Pemungutan Pajak Penghasilan Pasal 22 atas pembelian barang sebagaimana dimaksud dalam Pasal 1 butir 2 dan 3 harus disetor oleh pemungut ke bank persepsi atau Kantor Pos dan Giro pada hari yang sama dengan pelaksanaan pembayaran atas penyerahan barang, dengan menggunakan Surat Setoran Pajak yang telah diisi atas nama rekanan serta ditandatangani oleh pemungut pajak.

(4)

Pemungutan Pajak Penghasilan Pasal 22 atas pembelian barang sebagaimana dimaksud dalam Pasal 1 butir 4 harus disetor oleh pemungut atas nama Wajib Pajak ke bank persepsi atau Kantor Pos dan Giro paling lambat tanggal 10 (sepuluh) bulan takwim berikutnya.

(5)

Pemungutan Pajak Penghasilan Pasal 22 atas penjualan hasil produksi sebagaimana dimaksud dalam Pasal 1 butir 5 harus disetor oleh pemungut atas nama Wajib Pajak ke bank persepsi atau Kantor Pos dan Giro paling lambat tanggal 10 (sepuluh) bulan takwim berikutnya.

(6)

Pemungutan Pajak Penghasilan Pasal 22 atas penjualan hasil produksi sebagaimana dimaksud dalam Pasal 1 butir 6 dilaksanakan dengan cara penyetoran sendiri oleh Wajib Pajak ke bank persepsi atau Kantor Pos dan Giro sebelum Surat Perintah Pengeluaran Barang (delivery Order) ditebus.

Pasal 7

(1)

Pelaksanaan penyetoran Pajak Penghasilan Pasal 22 oleh importir dan atau Wajib Pajak sebagaimana dimaksud dalam Pasal 5 ayat (1), (3), (4) dan (6) menggunakan formulir Surat Setoran Pajak yang berlaku sebagai Bukti Pemungutan Pajak.

(2)

Penyetoran Pajak Penghasilan Pasal 22 oleh badan usaha sebagaimana dimaksud dalam Pasal 5 ayat (5) dilakukan secara kolektif dengan menggunakan formulir Surat Setoran Pajak.

(3)

Pemungut Pajak sebagaimana dimaksud pada ayat (2), wajib menerbitkan Bukti Pemungutan Pajak Penghasilan Pasal 22 dalam rangkap 3 yaitu:

– lembar pertama untuk pembeli;
– lembar kedua sebagai lampiran laporan bulanan kepada Kantor Pelayanan Pajak;
– lembar ketiga sebagai arsip pemungut pajak yang bersangkutan.

Pasal 8

(1)

Direktorat Jenderal Bea dan Cukai sebagai pemungut pajak sebagaimana dimaksud dalam Pasal 1 butir 1 harus melaporkan hasil pemungutannya secara mingguan paling lambat 7 (tujuh) hari setelah batas waktu penyetoran pajak berakhir.

(2)

Pemungut Pajak sebagaimana dimaksud dalam Pasal 1 butir 2 dan 3 harus melaporkan hasil pemungutannya paling lambat 14 (empat belas) hari setelah Masa Pajak berakhir

(3)

Pemungut Pajak sebagaimana dimaksud dalam Pasal 1 butir 4, 5 dan 6 harus menyampaikan Surat Pemberitahuan Masa paling lambat 20 (dua puluh) hari setelah Masa Pajak berakhir.

Pasal 9

Pada saat Keputusan Direktur Jenderal Pajak ini mulai berlaku :

  1. Surat Edaran Direktur Jenderal Pajak No.

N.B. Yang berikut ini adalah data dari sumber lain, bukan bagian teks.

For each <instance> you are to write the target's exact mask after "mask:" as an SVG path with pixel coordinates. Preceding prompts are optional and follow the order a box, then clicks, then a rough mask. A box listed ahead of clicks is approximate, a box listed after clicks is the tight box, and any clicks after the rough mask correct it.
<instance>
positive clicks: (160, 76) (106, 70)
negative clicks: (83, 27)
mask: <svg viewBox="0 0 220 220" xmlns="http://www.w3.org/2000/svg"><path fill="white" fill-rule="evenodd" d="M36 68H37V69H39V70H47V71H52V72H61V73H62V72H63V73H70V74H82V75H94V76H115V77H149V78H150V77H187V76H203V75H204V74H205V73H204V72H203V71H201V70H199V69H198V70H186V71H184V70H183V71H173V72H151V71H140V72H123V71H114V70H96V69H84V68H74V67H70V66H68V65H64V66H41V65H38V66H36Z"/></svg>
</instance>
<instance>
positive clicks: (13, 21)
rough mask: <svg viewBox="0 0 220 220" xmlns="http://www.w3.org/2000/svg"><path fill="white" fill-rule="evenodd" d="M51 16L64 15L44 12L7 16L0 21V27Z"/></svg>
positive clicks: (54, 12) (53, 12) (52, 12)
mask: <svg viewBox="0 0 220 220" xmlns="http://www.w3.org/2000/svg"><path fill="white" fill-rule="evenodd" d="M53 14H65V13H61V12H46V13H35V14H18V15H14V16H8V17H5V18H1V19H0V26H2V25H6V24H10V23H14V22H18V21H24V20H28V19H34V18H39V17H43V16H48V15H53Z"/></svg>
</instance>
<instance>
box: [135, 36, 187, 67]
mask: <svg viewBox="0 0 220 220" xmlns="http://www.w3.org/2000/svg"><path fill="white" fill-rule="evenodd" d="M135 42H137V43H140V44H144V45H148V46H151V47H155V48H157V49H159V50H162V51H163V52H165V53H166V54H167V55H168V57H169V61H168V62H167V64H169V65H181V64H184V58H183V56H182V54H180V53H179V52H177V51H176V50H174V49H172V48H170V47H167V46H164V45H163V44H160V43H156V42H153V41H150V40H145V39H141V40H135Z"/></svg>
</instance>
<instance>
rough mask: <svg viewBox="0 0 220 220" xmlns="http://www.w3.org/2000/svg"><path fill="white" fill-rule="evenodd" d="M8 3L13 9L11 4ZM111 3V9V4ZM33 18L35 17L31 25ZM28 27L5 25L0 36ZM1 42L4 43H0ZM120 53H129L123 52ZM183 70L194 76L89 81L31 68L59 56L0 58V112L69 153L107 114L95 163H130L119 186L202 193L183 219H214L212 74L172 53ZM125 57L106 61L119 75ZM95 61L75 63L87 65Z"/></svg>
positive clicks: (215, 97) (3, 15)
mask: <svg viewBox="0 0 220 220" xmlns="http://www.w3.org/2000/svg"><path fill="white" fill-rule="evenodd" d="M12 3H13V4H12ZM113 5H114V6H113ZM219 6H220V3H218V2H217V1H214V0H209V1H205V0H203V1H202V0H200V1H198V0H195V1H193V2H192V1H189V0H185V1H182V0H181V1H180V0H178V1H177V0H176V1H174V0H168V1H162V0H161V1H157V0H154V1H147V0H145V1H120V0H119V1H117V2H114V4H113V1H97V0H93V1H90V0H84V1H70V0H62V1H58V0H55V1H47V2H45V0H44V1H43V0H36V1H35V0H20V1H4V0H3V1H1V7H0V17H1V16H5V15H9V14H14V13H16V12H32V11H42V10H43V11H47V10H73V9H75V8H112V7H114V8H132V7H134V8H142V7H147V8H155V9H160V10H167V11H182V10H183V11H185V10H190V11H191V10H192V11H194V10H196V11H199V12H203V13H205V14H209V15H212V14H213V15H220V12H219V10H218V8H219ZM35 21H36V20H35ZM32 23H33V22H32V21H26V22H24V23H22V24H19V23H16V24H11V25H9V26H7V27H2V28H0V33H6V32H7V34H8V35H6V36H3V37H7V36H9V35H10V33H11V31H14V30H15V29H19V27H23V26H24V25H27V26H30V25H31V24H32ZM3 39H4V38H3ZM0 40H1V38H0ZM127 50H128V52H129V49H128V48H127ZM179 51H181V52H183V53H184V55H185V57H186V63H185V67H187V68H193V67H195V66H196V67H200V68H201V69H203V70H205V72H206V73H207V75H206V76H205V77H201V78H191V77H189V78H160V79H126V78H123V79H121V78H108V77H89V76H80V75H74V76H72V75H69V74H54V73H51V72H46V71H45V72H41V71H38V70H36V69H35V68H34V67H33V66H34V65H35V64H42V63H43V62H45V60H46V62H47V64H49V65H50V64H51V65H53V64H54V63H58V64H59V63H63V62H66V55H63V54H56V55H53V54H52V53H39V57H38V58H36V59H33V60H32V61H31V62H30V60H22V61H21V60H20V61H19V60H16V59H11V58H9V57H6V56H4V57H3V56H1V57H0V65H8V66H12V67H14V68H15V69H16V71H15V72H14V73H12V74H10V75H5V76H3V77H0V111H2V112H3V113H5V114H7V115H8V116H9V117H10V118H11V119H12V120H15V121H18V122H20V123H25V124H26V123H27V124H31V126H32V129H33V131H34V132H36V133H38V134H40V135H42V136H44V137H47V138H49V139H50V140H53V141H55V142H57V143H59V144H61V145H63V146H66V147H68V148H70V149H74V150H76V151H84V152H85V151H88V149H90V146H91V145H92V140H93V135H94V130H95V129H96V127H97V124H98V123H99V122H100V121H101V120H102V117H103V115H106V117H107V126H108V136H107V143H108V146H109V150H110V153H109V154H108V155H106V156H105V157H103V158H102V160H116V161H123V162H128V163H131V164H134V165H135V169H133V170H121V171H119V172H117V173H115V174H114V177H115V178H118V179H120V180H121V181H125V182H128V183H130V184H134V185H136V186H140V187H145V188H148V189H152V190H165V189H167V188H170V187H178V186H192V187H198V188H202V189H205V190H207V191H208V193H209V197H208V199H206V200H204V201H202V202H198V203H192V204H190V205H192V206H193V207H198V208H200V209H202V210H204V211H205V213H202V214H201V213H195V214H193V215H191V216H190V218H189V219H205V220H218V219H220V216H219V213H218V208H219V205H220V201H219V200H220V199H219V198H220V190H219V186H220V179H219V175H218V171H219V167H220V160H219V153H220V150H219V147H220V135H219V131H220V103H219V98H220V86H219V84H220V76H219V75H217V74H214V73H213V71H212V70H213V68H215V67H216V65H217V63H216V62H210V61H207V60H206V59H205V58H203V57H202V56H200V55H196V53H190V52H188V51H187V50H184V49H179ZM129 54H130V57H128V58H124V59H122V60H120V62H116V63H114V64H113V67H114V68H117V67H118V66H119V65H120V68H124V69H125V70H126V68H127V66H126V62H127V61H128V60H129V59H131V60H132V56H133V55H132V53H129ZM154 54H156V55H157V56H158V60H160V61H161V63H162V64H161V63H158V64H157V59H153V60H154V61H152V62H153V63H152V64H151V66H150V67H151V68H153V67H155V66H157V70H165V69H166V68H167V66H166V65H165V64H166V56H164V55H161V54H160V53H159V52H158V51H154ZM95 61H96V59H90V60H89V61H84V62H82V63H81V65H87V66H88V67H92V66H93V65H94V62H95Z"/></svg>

SE-16/PJ.43/1998 tanggal 4 Juni 1998 tentang Petunjuk Pemungut PPh Pasal 22, Sifat dan Besarnya Pungutan serta Tata Cara Penyetoran dan Pelaporannya;
  2. Surat Edaran Direktur Jenderal Pajak No. SE-50/PJ.43/1999 tanggal 28 Oktober 1999 tentang Perubahan Surat Edaran Direktur Jenderal Pajak No. SE-16/PJ.43/1998tanggal 4 Juni 1998 tentang Petunjuk Pemungut PPh Pasal 22, Sifat dan Besarnya Pungutan serta Tata Cara Penyetoran dan Pelaporannya. dinyatakan tidak berlaku.

Pasal 10

Keputusan Direktur Jenderal Pajak ini mulai berlaku pada tanggal ditetapkan.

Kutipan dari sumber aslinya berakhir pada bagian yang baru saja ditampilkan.